Naquela noite, tentei focar na escrita, mas minha mente voltava ao espaço escondido. Imaginava mãos pálidas arranhando a madeira, sussurrando promessas de pavor. Anotei furiosamente no meu caderno, convencendo-me de que estava criando material para meu próximo romance de terror. Contei aos amigos sobre rangidos e murmúrios em um grupo de bate-papo, e eles disseram que eu estava louco. Que precisava dormir, não de histórias de fantasmas.

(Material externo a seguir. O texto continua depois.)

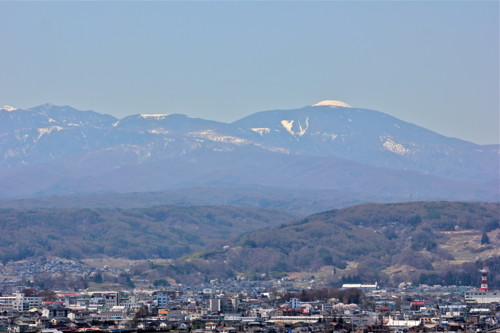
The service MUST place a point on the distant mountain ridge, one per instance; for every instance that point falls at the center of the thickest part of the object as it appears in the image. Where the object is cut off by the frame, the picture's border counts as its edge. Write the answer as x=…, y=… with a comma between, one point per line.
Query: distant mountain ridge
x=57, y=150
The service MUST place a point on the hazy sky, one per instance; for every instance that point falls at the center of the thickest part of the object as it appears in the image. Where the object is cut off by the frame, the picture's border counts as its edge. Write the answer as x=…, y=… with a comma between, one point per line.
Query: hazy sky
x=435, y=64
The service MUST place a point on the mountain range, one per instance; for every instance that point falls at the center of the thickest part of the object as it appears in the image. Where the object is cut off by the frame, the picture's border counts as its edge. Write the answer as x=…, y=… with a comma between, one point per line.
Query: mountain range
x=53, y=150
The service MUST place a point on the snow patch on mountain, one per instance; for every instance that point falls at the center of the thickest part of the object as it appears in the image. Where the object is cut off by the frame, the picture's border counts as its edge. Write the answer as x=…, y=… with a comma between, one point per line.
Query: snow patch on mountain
x=261, y=131
x=288, y=126
x=216, y=137
x=8, y=108
x=333, y=104
x=394, y=147
x=159, y=130
x=154, y=116
x=48, y=130
x=330, y=136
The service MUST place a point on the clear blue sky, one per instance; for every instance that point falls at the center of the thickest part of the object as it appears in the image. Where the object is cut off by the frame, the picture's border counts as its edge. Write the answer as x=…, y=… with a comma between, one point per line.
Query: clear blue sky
x=435, y=64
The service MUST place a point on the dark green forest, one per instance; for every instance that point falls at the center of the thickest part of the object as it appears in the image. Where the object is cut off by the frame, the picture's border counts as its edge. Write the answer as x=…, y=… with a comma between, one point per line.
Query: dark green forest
x=157, y=232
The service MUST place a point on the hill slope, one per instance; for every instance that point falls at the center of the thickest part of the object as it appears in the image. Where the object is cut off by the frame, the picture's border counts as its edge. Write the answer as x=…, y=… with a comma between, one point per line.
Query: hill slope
x=157, y=232
x=378, y=242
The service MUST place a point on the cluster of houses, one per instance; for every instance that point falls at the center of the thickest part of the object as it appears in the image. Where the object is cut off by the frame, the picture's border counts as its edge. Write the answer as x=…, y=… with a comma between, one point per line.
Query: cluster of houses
x=206, y=310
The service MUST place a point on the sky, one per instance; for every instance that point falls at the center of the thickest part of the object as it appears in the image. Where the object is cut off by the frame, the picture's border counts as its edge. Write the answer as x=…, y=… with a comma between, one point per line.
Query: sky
x=431, y=63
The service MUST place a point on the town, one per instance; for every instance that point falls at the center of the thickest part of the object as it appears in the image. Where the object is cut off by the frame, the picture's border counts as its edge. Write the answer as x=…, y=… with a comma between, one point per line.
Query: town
x=239, y=305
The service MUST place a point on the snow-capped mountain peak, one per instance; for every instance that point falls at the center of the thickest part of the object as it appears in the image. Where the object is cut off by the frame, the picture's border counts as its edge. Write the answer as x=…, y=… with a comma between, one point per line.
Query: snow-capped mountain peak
x=8, y=108
x=333, y=104
x=154, y=116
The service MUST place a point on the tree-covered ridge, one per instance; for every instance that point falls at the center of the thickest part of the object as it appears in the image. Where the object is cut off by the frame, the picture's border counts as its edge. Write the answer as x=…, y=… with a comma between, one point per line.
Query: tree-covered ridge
x=381, y=240
x=157, y=232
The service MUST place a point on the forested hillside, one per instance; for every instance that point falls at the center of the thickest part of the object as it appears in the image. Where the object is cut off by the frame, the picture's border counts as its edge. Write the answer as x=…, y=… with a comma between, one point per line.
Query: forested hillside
x=158, y=232
x=388, y=242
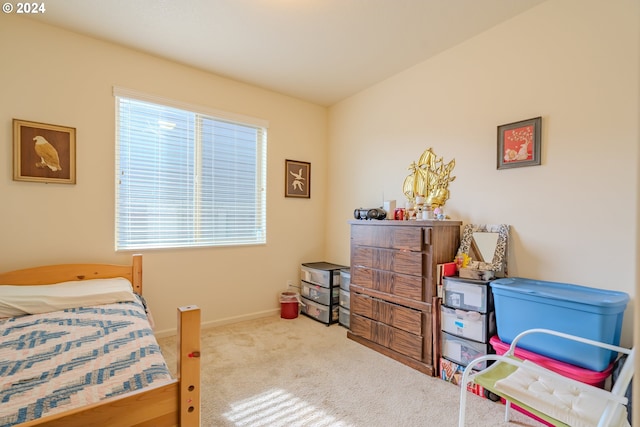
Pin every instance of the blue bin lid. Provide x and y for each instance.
(562, 292)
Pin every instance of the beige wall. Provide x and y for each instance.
(54, 76)
(574, 218)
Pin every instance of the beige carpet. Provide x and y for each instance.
(299, 372)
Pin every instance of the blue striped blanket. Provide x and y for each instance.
(53, 362)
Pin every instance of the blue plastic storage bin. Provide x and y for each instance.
(592, 313)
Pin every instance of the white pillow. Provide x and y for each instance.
(19, 300)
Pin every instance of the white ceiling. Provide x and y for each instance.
(321, 51)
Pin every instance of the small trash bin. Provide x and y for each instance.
(289, 305)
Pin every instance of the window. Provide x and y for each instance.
(187, 177)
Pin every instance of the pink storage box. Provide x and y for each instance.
(594, 378)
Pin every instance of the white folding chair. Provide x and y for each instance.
(557, 399)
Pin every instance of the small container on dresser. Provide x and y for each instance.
(467, 319)
(320, 290)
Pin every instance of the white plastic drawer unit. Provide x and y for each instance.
(467, 294)
(345, 299)
(319, 311)
(463, 351)
(468, 324)
(344, 317)
(321, 273)
(345, 279)
(319, 293)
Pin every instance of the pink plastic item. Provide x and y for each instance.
(594, 378)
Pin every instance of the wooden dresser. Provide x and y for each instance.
(394, 305)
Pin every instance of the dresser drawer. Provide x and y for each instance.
(395, 339)
(405, 262)
(395, 315)
(405, 238)
(402, 285)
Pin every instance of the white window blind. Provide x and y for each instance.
(187, 178)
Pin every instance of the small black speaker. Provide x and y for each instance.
(374, 213)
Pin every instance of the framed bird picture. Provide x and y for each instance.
(297, 180)
(44, 152)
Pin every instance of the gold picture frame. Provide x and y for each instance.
(43, 152)
(297, 179)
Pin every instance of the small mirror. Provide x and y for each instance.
(486, 245)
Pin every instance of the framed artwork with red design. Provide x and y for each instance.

Na sétima noite, acordei exatamente às duas e vinte e três. As paredes do quarto vibravam com um zumbido baixo, como se a casa respirasse. Então, os sussurros começaram a girar ao meu redor. Falavam em rodadas, camadas de vozes que se misturavam até eu não distinguir onde uma terminava e outra começava. “Volte”, disse uma voz. “Você não pode ficar”, veio outra. Às vezes, parecia uma criança implorando; outras, algo mais antigo, me alertando. Sentei-me, a cabeça girando. Meu caderno caiu no chão enquanto eu tapava os ouvidos. Os sussurros diminuíram após o que pareceram horas.

No café da manhã, pesquisei notícias antigas online, procurando qualquer coisa sobre desaparecimentos na Rua dos Olmos. Encontrei apenas menções breves em arquivos empoeirados e um único artigo de cinquenta anos atrás sobre uma garotinha que sumiu e nunca foi encontrada. A legenda sob sua foto dizia apenas seu nome e idade: Katheryne, seis anos. Seus olhos na fotografia pareciam me seguir pela tela. Fechei o laptop.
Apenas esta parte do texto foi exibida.